「あっくん、今ウチで休んでます─…」
……なんて?ウチって…志帆さんのお家?
「昨日─…ウチで食事会があったこと、知ってたんだよね?どうしてあっくんのこと…呼び出したりしたの?」
正確に言えば呼び出したのは私ではなく遊佐くんではあるが…まぁ私のスマホから連絡をしたので私と言われても仕方がない
「─…あの後、夜遅くにあっくんがウチに謝りに来た」
『………え?』
そうなの?でも篠宮はちゃんと帰ったってメッセージをくれたしスタンプだって、、
「私のお父さんって…凄く過保護っていうか、ほんと異常なんだよ。黙って抜け出したあっくんの事を許せなかったみたいで…」
……なに?篠宮に何か、したの?
「無抵抗のあっくんを殴って…」
『っま、待って…何でそこまでっ、』
「高校を卒業するまで…私と付き合うって話だった。

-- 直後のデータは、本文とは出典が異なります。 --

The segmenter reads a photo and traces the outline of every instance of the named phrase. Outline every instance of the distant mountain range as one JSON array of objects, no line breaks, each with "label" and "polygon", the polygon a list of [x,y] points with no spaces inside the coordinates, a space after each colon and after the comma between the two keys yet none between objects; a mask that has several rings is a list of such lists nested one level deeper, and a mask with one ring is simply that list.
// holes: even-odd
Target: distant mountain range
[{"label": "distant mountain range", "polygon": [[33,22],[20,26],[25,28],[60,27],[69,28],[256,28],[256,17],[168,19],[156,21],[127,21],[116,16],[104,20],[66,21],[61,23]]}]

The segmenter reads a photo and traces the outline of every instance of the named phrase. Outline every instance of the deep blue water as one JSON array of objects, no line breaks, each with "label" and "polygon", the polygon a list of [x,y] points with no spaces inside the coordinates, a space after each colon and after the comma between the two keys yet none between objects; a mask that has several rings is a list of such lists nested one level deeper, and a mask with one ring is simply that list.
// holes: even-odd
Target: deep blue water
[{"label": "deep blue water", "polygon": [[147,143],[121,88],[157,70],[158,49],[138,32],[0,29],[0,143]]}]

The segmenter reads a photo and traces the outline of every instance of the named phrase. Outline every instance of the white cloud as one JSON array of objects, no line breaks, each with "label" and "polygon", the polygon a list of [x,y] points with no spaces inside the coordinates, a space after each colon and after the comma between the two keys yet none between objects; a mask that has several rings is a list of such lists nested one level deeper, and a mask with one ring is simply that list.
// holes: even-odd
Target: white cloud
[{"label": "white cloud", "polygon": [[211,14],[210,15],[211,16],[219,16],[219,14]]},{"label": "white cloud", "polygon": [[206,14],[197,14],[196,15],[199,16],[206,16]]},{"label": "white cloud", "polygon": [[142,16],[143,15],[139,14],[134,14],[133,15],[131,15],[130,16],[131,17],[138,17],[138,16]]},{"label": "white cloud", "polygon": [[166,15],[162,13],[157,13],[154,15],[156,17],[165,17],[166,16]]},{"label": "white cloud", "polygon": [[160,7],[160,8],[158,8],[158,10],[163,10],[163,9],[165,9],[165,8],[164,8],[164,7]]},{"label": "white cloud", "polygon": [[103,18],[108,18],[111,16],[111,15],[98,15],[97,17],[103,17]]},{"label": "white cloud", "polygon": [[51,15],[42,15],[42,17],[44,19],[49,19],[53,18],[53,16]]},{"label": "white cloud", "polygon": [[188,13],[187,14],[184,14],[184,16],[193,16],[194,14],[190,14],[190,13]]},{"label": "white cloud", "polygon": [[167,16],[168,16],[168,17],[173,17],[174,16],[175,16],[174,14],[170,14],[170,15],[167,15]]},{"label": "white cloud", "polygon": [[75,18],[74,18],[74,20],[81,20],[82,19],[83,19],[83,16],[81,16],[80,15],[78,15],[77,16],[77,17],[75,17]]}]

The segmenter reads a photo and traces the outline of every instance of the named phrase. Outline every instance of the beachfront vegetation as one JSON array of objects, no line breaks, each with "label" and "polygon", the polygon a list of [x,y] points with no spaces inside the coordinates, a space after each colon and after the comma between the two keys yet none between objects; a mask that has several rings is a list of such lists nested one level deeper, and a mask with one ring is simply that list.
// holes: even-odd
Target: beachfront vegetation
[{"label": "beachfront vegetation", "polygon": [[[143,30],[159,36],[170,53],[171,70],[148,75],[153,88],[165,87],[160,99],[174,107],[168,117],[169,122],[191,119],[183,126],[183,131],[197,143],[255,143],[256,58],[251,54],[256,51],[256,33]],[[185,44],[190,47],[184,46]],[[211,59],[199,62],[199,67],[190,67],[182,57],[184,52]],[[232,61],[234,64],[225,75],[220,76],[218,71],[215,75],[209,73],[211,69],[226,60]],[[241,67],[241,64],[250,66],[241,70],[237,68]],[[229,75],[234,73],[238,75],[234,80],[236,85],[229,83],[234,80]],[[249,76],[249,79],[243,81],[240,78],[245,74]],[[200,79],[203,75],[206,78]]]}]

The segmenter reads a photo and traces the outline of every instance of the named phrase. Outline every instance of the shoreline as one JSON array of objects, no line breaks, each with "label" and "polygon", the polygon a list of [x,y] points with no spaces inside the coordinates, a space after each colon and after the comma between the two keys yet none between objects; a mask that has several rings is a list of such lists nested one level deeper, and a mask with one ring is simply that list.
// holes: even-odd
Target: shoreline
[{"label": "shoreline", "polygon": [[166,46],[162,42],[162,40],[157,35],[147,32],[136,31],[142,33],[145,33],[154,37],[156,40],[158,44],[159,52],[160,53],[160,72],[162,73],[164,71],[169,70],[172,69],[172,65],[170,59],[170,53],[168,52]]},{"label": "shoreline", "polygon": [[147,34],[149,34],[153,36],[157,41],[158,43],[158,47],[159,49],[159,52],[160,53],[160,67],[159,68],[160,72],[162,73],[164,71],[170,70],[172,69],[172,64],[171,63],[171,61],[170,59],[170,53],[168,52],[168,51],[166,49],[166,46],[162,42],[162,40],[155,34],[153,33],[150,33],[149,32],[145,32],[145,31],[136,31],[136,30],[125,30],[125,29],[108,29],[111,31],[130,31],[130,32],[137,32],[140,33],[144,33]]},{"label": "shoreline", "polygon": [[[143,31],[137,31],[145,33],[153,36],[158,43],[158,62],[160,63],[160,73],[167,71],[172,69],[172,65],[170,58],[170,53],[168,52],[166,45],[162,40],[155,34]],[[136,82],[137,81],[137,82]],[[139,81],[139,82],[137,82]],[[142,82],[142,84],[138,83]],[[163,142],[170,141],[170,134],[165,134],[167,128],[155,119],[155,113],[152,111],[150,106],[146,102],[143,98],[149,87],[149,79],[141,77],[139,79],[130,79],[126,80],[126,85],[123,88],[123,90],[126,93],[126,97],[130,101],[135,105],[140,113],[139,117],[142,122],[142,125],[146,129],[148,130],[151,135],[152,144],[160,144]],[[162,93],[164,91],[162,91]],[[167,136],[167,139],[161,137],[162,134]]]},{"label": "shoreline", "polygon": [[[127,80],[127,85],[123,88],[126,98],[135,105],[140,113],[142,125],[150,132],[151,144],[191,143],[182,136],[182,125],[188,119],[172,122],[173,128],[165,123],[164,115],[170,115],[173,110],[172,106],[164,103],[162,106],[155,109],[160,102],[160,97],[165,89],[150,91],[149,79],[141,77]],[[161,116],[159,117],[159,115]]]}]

高校を卒業すればあっくんとの関係も終わるって…私だってそう思ってた。でもお父さんは高校を卒業したら私とあっくんを結婚させるつもりだったみたいで─…」
なにを…言ってるの?志帆さんのお父さんにそこまで決める権限がある?
「あっくんが私じゃない女の子を優先したことが許せなかったみたい。なんだかんだ…私に尽くしてくれているあっくんのことをお父さんは気に入ってたからっ…」
世の中…色んな人間がいる。私の家族だって特殊だと思っていたけど…ここまで狂ってると思った人は初めてだ。
娘を守りたいが故に、自分を見失っているのだろうか?何であれ、志帆さんの父親が篠宮のことを好きにしていい理由にはならない。